Formula E Dilindungi Politisi Dari Persoalan Korupsi

Wakil Ketua Komisi III DPR RI Ahmad Sahroni (kiri) bersama Ketua MPR RI Bambang Soesatyo (kanan). (Cnn)
Wakil Ketua Komisi III DPR RI Ahmad Sahroni (kiri) bersama Ketua MPR RI Bambang Soesatyo (kanan). (Cnn)


JAKARTA - Penyelidikan kasus dugaan korupsi terhadap rencana perhelatan Formula E DKI Jakarta, yang dilakukan Komisi Pemberantasan Korupsi (KPK) terganggu karena ada keterlibatan politikus dalam even balap mobil listrik itu.

Begitu pendapat Ketua Yayasan Keadilan Masyarakat, Ferdinand Hutahaean saat berbincang dengan Info Indonesia, Minggu (28/11/2021).

Ferdinand menduga hadirnya Ketua MPR RI Bambang Soesatyo, dan Wakil Ketua Komisi III DPR RI Ahmad Sahroni sebagai representasi Ikatan Motor Indonesia (IMI), adalah upaya melindungi Formula E dari penyelidikan KPK.

"Yang saya lihat sepertinya ada upaya-upaya tertentu, kekuatan-kekuatan politik tertentu yang ingin melindungi Formula E ini.
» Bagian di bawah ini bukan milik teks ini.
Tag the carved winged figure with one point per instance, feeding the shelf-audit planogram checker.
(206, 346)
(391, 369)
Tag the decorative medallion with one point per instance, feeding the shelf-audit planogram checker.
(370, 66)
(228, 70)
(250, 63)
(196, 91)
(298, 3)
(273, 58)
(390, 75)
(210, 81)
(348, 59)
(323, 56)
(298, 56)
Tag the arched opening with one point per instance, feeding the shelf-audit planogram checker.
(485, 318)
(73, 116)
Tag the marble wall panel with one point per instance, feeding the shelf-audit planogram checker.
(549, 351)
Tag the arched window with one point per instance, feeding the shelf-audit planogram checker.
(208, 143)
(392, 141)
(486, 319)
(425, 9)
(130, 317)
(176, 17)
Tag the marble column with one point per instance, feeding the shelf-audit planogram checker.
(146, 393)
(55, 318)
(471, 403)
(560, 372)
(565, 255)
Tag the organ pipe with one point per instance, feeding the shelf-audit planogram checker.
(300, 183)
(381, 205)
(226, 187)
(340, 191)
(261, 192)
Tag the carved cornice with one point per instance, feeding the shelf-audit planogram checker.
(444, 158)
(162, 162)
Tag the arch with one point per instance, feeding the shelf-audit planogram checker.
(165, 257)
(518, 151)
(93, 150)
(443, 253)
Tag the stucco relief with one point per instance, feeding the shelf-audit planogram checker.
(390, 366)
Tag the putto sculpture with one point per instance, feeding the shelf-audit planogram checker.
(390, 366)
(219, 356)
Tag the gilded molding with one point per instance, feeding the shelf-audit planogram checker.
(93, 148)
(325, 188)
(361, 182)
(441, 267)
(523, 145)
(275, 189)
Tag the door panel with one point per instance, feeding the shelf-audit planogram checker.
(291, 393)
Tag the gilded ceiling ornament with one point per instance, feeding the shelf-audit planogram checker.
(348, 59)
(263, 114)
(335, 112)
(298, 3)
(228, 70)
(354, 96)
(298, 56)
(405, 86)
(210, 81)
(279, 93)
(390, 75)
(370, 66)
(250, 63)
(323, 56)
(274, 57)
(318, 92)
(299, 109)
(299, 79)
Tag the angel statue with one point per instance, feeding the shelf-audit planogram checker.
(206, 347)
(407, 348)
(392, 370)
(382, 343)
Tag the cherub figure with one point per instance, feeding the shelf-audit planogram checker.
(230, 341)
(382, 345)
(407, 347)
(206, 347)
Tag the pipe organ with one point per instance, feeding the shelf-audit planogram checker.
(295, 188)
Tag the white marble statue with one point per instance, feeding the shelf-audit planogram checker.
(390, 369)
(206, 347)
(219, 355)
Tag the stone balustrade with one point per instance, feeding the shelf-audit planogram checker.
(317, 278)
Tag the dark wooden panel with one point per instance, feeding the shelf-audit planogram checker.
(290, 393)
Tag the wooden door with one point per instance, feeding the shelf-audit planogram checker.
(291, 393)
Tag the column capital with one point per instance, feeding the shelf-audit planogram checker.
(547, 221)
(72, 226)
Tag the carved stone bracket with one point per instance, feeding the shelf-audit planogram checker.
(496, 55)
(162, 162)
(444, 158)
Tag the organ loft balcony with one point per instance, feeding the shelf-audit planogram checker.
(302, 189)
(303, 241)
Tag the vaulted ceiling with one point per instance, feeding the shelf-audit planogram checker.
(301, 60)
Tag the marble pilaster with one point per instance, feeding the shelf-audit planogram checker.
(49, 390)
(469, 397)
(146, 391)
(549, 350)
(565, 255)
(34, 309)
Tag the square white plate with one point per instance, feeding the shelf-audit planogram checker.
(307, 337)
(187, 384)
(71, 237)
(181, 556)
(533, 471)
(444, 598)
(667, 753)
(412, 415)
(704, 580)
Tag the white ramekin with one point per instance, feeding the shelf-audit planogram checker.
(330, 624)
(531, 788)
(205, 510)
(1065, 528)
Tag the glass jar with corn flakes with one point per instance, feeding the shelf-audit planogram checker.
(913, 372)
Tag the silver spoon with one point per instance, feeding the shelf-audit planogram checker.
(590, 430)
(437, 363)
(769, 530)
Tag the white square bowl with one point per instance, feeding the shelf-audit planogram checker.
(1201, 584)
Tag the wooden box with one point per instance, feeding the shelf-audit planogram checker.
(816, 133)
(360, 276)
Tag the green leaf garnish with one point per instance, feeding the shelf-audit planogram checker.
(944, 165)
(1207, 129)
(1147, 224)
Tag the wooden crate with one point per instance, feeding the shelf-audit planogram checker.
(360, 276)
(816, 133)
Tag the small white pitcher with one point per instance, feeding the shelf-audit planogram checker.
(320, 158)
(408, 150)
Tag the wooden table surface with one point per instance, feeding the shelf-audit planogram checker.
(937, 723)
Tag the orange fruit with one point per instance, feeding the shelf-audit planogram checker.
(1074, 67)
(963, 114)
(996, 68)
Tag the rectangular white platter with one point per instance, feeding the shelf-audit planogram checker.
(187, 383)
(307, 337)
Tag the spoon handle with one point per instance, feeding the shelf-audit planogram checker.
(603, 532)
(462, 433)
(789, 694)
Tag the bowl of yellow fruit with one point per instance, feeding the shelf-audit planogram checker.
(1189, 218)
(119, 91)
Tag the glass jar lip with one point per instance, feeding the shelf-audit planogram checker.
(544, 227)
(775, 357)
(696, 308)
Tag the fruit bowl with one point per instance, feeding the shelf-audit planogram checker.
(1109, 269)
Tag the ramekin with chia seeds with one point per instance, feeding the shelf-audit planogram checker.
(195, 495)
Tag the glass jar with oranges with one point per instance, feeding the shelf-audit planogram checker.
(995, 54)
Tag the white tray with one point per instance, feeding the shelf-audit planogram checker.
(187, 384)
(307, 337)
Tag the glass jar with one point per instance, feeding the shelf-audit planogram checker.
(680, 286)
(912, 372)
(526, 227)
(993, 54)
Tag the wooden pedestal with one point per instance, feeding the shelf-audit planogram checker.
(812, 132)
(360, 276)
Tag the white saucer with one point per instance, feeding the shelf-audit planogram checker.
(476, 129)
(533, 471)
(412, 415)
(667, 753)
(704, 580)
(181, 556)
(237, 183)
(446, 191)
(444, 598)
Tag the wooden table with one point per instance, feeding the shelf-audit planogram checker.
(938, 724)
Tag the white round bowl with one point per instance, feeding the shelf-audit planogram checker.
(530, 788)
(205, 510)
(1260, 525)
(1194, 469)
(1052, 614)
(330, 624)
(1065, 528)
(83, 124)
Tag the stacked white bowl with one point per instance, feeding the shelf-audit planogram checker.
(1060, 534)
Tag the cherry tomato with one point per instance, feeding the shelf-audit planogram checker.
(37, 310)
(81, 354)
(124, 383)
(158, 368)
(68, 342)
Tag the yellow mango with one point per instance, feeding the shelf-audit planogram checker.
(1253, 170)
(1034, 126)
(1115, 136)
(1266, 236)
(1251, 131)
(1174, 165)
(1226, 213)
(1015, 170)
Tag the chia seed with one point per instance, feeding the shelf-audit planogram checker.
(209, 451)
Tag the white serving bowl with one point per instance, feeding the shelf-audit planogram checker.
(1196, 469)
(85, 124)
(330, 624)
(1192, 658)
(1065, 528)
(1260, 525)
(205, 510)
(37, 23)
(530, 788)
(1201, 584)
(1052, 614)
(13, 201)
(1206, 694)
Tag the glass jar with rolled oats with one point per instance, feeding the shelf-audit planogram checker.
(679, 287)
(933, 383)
Melindungi para pelaku terduga yang mungkin ada pidana korupsi di Formula E ini dari tangan KPK," ujarnya.

Mantan kader Partai Demokrat itu mengatakan, munculnya para politisi dalam rencana penyelenggaraan Formula E agar tidak ada opini dan stigma telah terjadi tindakan pidana korupsi, bahkan bisa jadi ada upaya untuk menghentikan kasus ini dari KPK. Terlebih ketika Bambang Soesatyo sempat "menyeret" nama Presiden Joko Widodo.
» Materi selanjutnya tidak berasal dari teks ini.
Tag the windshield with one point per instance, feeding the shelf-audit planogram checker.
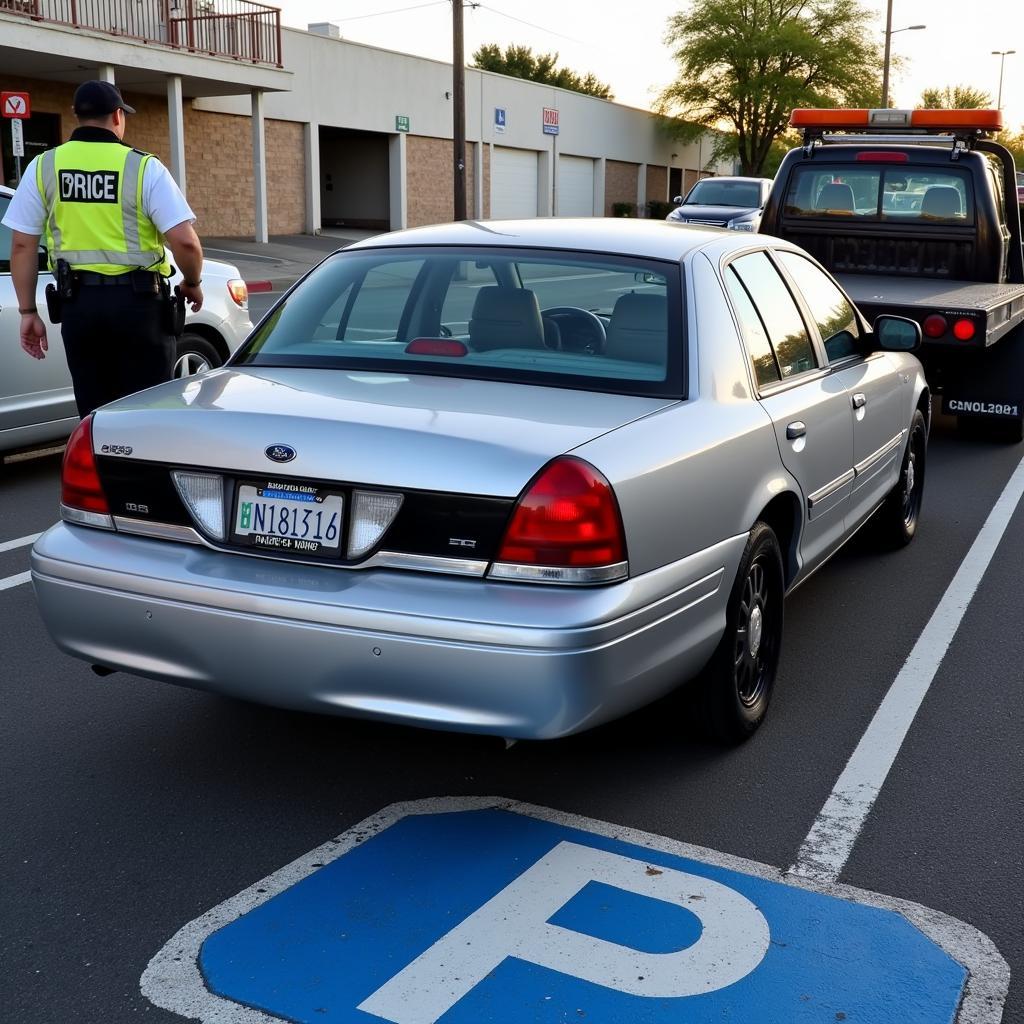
(567, 320)
(714, 193)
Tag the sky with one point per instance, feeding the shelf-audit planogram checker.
(623, 42)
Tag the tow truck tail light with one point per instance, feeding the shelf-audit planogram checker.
(964, 329)
(864, 120)
(565, 528)
(239, 292)
(82, 498)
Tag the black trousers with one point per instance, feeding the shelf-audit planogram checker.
(116, 343)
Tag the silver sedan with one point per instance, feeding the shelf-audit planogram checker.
(516, 478)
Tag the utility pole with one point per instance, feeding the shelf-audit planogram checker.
(459, 112)
(1001, 54)
(885, 66)
(890, 32)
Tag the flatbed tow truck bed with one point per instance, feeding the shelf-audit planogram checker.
(995, 308)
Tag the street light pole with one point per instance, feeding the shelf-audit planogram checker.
(459, 112)
(890, 32)
(1001, 54)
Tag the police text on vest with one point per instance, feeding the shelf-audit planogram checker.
(89, 186)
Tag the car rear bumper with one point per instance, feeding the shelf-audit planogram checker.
(511, 659)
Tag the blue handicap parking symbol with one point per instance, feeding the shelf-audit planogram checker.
(473, 911)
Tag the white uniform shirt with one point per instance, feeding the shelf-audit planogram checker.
(162, 201)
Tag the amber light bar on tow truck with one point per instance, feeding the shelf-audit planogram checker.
(816, 120)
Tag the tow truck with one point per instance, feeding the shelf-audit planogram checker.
(914, 213)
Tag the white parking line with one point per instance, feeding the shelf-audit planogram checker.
(19, 543)
(15, 581)
(827, 846)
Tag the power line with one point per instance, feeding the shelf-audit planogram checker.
(395, 10)
(540, 28)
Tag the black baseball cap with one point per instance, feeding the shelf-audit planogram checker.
(96, 99)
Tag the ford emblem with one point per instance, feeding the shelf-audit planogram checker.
(280, 453)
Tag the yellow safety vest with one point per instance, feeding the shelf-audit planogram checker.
(94, 220)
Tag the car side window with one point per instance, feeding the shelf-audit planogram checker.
(754, 334)
(829, 307)
(778, 311)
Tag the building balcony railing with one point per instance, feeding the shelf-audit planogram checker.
(238, 29)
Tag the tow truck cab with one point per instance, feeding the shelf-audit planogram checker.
(914, 212)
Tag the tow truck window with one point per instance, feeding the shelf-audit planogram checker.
(896, 195)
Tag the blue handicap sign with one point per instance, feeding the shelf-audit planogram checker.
(506, 914)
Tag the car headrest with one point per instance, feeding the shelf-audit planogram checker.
(505, 317)
(942, 201)
(639, 329)
(836, 196)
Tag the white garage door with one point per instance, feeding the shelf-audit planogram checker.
(576, 186)
(513, 183)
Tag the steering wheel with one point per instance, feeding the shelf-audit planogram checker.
(581, 330)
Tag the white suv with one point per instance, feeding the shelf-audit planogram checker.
(37, 404)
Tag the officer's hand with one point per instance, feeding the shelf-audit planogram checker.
(34, 336)
(193, 295)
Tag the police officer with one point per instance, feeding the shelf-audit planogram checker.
(107, 211)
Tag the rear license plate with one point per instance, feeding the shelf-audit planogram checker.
(294, 517)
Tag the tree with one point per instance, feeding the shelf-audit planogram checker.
(748, 64)
(520, 61)
(955, 97)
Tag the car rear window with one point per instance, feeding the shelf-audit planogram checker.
(569, 320)
(896, 195)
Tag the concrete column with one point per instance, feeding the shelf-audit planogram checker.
(261, 232)
(545, 180)
(310, 138)
(600, 169)
(397, 167)
(478, 178)
(176, 129)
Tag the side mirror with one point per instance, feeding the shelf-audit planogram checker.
(896, 334)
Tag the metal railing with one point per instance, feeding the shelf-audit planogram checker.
(239, 29)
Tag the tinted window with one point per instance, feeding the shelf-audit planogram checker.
(485, 313)
(755, 337)
(778, 312)
(713, 193)
(900, 193)
(834, 314)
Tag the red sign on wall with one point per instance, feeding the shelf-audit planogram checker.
(15, 104)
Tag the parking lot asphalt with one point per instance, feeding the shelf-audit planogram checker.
(131, 807)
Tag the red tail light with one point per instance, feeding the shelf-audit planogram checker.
(80, 486)
(964, 330)
(566, 528)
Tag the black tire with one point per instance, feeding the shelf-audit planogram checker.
(896, 522)
(736, 685)
(195, 354)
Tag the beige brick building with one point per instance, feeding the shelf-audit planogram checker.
(282, 131)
"Karena kalau sudah ada Pak Jokowi di sana, meskipun KPK tidak bisa diintervensi, KPK independen, tetapi kalau sudah ada presiden di sana, sedikit banyak KPK juga pasti akan menaruh hormat dan kemudian menurunkan intensitas pengusutan," kata Ferdinand.

Ferdinand bertambah heran ketika Co Founder Formula E, Alberto Longo digiring untuk ikut bicara bahwa dalam rencana penyelenggaraan Formula E di Jakarta tidak ada penyimpangan. Menurutnya, Alberto tidak paham tentang hukum pidana korupsi di Indonesia, sehingga tidak memiliki kapasitas untuk ikut bicara.
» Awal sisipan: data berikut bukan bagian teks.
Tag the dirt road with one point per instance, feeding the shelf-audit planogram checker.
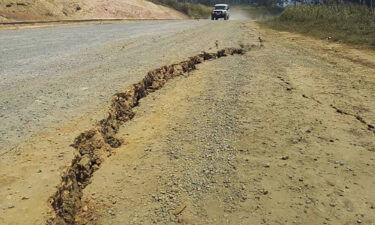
(283, 134)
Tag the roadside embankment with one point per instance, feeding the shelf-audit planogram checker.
(353, 24)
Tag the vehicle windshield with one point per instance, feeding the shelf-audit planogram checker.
(221, 7)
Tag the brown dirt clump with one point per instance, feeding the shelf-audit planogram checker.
(91, 145)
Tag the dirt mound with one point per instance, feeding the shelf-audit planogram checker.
(92, 144)
(20, 10)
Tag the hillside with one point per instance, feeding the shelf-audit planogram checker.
(19, 10)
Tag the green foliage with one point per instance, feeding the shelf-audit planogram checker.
(342, 22)
(191, 9)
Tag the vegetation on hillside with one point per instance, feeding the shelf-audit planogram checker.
(348, 23)
(191, 9)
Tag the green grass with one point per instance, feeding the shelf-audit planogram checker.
(347, 23)
(190, 9)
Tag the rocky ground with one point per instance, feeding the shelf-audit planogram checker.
(283, 134)
(47, 10)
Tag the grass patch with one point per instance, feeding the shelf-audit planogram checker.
(190, 9)
(354, 24)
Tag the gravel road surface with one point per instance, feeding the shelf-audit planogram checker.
(46, 74)
(283, 134)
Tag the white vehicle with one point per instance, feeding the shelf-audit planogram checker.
(220, 11)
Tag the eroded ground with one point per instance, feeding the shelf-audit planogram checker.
(280, 135)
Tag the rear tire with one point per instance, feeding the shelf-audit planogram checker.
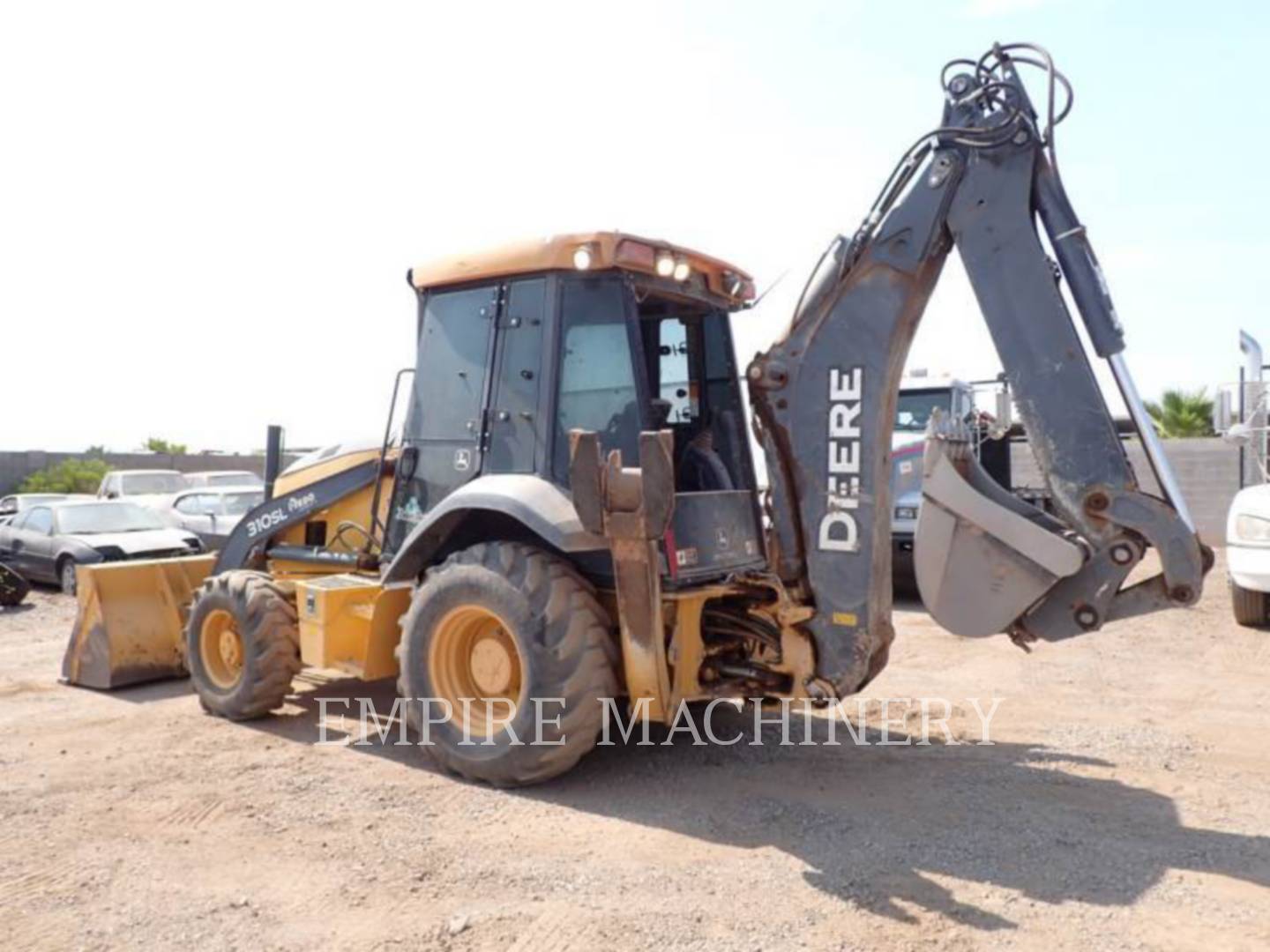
(242, 645)
(1250, 607)
(504, 620)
"Memang Alberto Longo itu mengerti apa tentang hukum pidana tindak korupsi di Indonesia? Dia sudah pernah baca belum Undang-Undang Tipikor, dia sudah pernah baca belum tentang Undang-Undang Pemerintahan Daerah, dia sudah baca belum Undang-undang tentang Keuangan Negara, dia kan tidak pernah baca itu," kata Ferdinand.

Oleh sebab itu, Ferdinand menyimpulkan ada upaya politik untuk membersihkan dan menjaga agar pidana korupsi di Formula E tidak terungkap. "Itu yang terlihat sekarang, jadi poinnnya untuk memburamkan atau mangaburkan status penyelidikan yang dilakukan oleh KPK," katanya.